Mme Chrétien, like other breeders in the Pontiac region, in the Outaouais, are worried since they no longer have a veterinarian to take care of their animals for a few days.

The region’s only equestrian veterinarian decided to leave the practice because she was unable to obtain a permanent veterinary license because she did not meet Quebec’s language requirements.

The petition, which was launched when Chantal Chrétien learned the news of Melissa Jowett’s departure, had collected more than 5,600 signatures on Monday.

“In the Pontiac, people knew his French wasn’t cutting edge. But people hired him the same way, because it was for the animals,” says Ms.me Christian.

The DD Jowett emigrated from the UK and had worked as a veterinarian for four years in this predominantly English-speaking region.

However, this is the maximum time during which she can practice without a permanent permit, which requires a minimum knowledge of French as imposed by the Office québécois de la langue française (OQLF).

“No provision allows the Office to exempt a candidate from passing the French exam,” says the OQLF by email.

Concerns

“I was very sad [lorsque j’ai appris la nouvelle]. It makes a difference not having someone around for emergencies.

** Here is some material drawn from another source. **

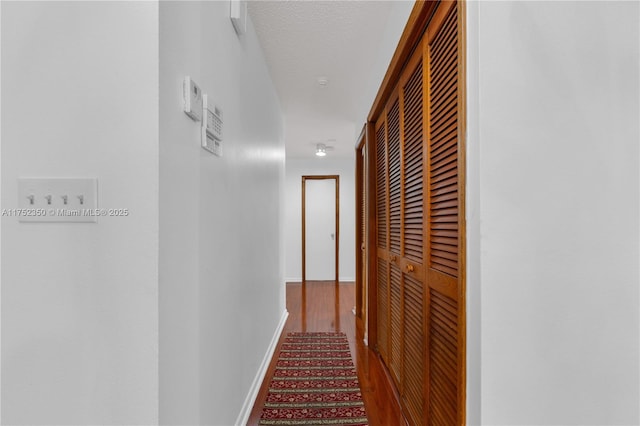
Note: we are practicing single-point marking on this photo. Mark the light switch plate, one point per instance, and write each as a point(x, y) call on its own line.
point(192, 99)
point(57, 200)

Not having someone to call is a concern,” laments Andrea Goffart, owner of four horses.

Cheval Québec, which brings together the various players in the equestrian industry, has received several calls from worried breeders.

“There is certainly a way to find solutions rather than withdrawing her right to practice, such as providing her with a bilingual technician,” suggests Ève-Marie Frappier, executive director of the organization.

“Yes, there is reason to protect the French language. But currently, we are facing a particular situation where the temporary license is expiring in the context of a significant shortage of veterinarians. For us, losing a limb is a lot,” says Gaston Rioux, president of the Order of Veterinary Physicians of Quebec (OMVQ).

The OMVQ is currently studying the file to see if other options can be found in this exceptional situation.

“I sincerely hope that the rules can be changed to encourage vets to work in an area that is largely undercovered,” said Dr.D Jowett in a statement obtained by The newspaper.

Labor shortage

The shortage of veterinarians has been decried for a few months already in the province. It would even have caused the death of animals in the Outaouais, according to Cheval Québec.

“It’s a critical situation,” says Ève-Marie Frappier.

The Outaouais currently has 126 veterinarians, of whom only nine specialize in the equine field, according to OMVQ data.

Specifically, “in the Pontiac, there is a need for practice in large animals. It is a vast territory, less densely populated than in other regions,” says Dr.r Rioux.